Los medios de comunicación se han lanzado desde el primer instante a buscar entre las piedras a expertos de la religión, a periodistas corresponsales que fueron o están destinados en Roma. El guion es casi calcado a lo que sucedió desde la muerte de Pablo VI en 1978 hasta la fecha. Tal vez con las novedades de que el colegio cardenalicio se ha internacionalizado más y es mayor, y que muchos de sus purpurados no se conocen entre sí. La crisis del catolicismo, la necesidad de abrir puertas a otras confesiones, el celibato sacerdotal, la mayor presencia femenina, el aborto, la homosexualidad o el desarrollo misionero en los verdaderos graneros para el catolicismo de Latinoamérica, África y Asia son los asuntos que están siempre sobre la mesa. La Iglesia en Occidente está en crisis aun cuando hay en él un sector fuerte y conservador que se ha rasgado la púrpura con los tímidos avances que ha dado Bergoglio en sus 12 años de mandato. La verdad es que poco ha cambiado y que con este Papa ha seguido decreciendo el número de católicos y la falta de vocaciones sacerdotales.

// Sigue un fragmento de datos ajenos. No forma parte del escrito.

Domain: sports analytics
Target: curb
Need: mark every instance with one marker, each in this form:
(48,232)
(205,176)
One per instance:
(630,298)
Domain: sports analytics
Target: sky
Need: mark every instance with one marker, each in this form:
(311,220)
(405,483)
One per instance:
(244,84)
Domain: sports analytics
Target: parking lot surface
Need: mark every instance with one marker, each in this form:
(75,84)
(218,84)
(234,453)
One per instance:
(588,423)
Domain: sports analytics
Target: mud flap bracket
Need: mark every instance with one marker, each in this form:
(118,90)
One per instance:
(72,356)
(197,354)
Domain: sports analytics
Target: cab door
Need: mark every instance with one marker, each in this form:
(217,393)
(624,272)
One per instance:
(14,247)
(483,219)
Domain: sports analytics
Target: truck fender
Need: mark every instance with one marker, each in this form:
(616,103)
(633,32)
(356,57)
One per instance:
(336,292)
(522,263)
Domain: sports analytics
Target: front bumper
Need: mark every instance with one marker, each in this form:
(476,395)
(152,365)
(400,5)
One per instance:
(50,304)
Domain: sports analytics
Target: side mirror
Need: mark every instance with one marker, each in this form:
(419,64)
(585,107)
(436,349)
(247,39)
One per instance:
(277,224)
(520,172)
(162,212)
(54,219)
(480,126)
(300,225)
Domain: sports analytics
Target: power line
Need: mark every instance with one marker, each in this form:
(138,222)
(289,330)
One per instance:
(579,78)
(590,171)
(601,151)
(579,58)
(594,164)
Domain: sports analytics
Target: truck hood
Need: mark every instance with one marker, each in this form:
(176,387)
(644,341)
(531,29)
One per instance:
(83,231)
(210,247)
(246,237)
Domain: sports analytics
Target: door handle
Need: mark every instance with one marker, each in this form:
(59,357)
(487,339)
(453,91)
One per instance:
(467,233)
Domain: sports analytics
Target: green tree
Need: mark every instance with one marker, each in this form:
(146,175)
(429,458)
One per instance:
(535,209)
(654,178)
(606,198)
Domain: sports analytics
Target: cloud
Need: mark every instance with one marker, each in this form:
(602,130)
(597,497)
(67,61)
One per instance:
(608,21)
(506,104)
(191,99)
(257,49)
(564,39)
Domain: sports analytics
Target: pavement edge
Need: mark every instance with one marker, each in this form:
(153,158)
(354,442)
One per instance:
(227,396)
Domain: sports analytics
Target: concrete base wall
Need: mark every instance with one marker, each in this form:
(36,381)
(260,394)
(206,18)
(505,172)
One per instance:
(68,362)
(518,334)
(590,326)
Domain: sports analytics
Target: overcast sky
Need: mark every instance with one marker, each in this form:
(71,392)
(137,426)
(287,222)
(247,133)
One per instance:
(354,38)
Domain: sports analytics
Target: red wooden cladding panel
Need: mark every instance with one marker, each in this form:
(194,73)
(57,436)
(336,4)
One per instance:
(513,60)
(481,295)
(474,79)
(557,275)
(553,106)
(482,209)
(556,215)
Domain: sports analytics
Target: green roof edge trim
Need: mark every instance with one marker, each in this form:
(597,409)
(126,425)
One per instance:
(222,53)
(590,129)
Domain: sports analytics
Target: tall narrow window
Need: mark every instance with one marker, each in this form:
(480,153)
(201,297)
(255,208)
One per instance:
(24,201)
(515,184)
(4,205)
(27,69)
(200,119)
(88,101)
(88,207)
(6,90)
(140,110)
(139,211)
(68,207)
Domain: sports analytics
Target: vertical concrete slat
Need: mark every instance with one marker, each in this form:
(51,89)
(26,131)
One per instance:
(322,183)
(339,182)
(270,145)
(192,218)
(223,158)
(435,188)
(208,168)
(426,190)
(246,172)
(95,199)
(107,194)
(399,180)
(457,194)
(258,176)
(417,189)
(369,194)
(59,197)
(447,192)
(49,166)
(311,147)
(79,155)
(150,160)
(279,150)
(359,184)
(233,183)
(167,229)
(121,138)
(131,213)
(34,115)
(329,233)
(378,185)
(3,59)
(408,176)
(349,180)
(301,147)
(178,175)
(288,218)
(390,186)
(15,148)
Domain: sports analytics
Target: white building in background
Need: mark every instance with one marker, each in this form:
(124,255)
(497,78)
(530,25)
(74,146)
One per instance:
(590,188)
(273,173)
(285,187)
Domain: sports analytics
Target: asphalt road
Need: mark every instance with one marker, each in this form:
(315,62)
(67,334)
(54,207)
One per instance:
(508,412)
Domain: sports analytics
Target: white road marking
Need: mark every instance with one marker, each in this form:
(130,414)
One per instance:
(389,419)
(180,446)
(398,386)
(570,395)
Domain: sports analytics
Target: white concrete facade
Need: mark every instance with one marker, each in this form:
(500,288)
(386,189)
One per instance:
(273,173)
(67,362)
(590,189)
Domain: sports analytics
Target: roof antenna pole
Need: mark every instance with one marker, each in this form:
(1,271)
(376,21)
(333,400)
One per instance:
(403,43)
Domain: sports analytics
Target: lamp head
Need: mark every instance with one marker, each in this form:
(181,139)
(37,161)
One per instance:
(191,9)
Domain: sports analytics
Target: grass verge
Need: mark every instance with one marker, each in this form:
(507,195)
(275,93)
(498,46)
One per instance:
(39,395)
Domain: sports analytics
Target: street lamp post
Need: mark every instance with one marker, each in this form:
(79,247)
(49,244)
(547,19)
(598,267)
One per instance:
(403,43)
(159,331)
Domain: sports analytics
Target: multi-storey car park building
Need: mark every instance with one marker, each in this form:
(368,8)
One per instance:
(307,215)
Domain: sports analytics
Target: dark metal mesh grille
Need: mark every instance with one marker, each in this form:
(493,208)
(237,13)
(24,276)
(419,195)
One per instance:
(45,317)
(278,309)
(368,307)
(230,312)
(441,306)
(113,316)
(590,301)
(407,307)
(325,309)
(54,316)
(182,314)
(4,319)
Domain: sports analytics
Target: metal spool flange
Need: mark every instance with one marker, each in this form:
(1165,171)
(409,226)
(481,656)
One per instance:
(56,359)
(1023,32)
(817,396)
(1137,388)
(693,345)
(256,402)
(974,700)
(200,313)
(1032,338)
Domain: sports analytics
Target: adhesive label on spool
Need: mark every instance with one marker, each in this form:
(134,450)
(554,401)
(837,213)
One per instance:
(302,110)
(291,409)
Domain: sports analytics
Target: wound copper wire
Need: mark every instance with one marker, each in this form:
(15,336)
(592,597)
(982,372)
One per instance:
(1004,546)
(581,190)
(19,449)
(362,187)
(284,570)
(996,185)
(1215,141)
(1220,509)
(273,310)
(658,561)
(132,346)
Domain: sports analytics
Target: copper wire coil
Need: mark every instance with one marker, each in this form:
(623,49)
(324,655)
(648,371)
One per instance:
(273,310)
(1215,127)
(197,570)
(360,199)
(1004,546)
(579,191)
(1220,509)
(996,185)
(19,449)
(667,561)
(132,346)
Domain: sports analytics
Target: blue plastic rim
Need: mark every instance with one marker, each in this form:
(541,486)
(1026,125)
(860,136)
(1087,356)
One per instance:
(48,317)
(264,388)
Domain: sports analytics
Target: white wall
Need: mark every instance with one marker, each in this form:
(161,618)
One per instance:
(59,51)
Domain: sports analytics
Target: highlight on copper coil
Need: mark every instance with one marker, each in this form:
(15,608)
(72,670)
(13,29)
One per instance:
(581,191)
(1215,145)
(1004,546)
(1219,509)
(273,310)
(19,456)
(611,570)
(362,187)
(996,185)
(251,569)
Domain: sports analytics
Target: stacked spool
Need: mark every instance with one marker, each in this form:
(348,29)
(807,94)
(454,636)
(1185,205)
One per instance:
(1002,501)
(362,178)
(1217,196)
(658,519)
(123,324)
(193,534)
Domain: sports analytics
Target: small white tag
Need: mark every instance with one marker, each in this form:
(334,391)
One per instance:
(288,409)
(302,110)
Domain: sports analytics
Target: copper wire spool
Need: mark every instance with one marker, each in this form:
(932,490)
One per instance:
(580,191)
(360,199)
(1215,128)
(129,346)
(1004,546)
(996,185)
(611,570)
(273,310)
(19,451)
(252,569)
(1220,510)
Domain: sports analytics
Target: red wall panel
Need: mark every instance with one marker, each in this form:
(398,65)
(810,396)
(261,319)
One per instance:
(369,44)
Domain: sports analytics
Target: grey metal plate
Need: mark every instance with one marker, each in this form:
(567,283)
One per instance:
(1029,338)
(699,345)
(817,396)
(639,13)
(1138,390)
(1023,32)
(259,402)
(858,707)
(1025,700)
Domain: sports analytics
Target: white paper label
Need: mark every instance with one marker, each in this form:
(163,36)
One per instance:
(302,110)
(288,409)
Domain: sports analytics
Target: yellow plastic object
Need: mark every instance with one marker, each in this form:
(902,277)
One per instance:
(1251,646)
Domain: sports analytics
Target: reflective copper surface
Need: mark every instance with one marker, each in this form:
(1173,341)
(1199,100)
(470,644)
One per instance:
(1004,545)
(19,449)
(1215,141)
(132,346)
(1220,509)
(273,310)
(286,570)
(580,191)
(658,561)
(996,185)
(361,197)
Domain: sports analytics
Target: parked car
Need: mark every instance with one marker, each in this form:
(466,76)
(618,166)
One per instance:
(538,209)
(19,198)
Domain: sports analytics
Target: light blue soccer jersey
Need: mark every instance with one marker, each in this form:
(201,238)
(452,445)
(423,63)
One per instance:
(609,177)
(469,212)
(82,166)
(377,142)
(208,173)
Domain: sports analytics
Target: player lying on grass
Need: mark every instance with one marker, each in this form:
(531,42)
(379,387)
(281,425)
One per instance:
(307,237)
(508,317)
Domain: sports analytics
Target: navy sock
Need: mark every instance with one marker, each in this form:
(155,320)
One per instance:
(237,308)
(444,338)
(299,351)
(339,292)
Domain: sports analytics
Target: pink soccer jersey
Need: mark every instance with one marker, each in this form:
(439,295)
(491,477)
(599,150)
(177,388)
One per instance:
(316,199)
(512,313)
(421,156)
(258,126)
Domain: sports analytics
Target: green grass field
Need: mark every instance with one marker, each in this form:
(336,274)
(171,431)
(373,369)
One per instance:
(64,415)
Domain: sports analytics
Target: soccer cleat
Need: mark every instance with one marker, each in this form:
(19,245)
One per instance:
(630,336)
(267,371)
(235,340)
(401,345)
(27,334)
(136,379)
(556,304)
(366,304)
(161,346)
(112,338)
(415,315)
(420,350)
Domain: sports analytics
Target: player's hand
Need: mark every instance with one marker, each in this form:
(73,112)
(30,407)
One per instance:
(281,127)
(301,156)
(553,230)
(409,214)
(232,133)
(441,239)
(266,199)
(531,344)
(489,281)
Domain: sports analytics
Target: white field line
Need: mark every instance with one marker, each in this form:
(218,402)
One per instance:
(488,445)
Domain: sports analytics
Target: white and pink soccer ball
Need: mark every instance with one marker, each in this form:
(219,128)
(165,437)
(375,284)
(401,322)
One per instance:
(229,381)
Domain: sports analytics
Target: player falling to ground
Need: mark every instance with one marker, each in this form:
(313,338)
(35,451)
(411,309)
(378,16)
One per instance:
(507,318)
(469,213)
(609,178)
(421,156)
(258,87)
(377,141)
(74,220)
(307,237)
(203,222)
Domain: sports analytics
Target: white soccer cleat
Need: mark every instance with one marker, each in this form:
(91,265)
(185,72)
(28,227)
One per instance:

Y como siempre, la conveniencia de mandatos no largos, pese a que también se dijo con la llegada de Wojtyla con «apenas» 58 años. Y naturalmente tampoco falta la publicación de la lista de «papables», que es como la de ministrables previa a la formación de gobierno. El famoso dicho vaticano es que quien entra Papa al cónclave sale cardenal. Los medios hablan de una larga docena y los clasifican en dos bloques: bergoglianos progresistas y conservadores opuestos a Francisco. Casi un 80% de los purpurados ha sido nombrado por el Pontífice recién fallecido. Quizá los más expertos en vaticanismo nos advierten prudentemente que la Iglesia siempre ha sido conservadora. Y parece confirmarlo esa plasticidad de liturgia cinematográfica del desfile de ancianos ataviados con sotana roja, algunos apoyados en un bastón mientras marchan detrás del abierto y sencillo féretro de madera. ¿Qué pensarán? 

Son los Príncipes de la Iglesia. Extra Omnes, anuncia el maestro de ceremonias de manera solemne mientras cierran las puertas de la Capilla Sixtina. Se ha modernizado la quema de papeletas. Un argentino, el cardenal Eduardo Pironio, estuvo a punto de provocar un desastre por el mal funcionamiento de la chimenea en la elección de Wojtyla. Ese arzobispo polaco, de Cracovia, en cuya designación, sostienen los expertos, influyó la CIA. Ninguno de los 1400 millones que se estima componen la grey católica actualmente tienen una participación directa en la elección del sucesor de San Pedro

El día, que es previsible llegue, que la Santa Sede decida ser más transparente en la elección papal y depender menos de «la inspiración del Espíritu Santo» la Iglesia será más democrática, pero igualmente perderá el hálito de misterio y sorpresa que le rodean. Vean si no el final un tanto estrambótico de la película Cónclave o el no menos sorprendente del ensayo de Javier Cercas, El loco de Dios en el fin del mundo. El novelista estará en este mundo y en el otro eternamente agradecido a un cura sencillo, que tocaba piel a diario y que congeniaba mal con el boato y las luchas palaciegas de la Curia Romana, el gobierno del Vaticano. Si Cristo resucitara, seguramente lo primero que haría sería echar la persiana a ese mundo tan alejado de los menos favorecidos.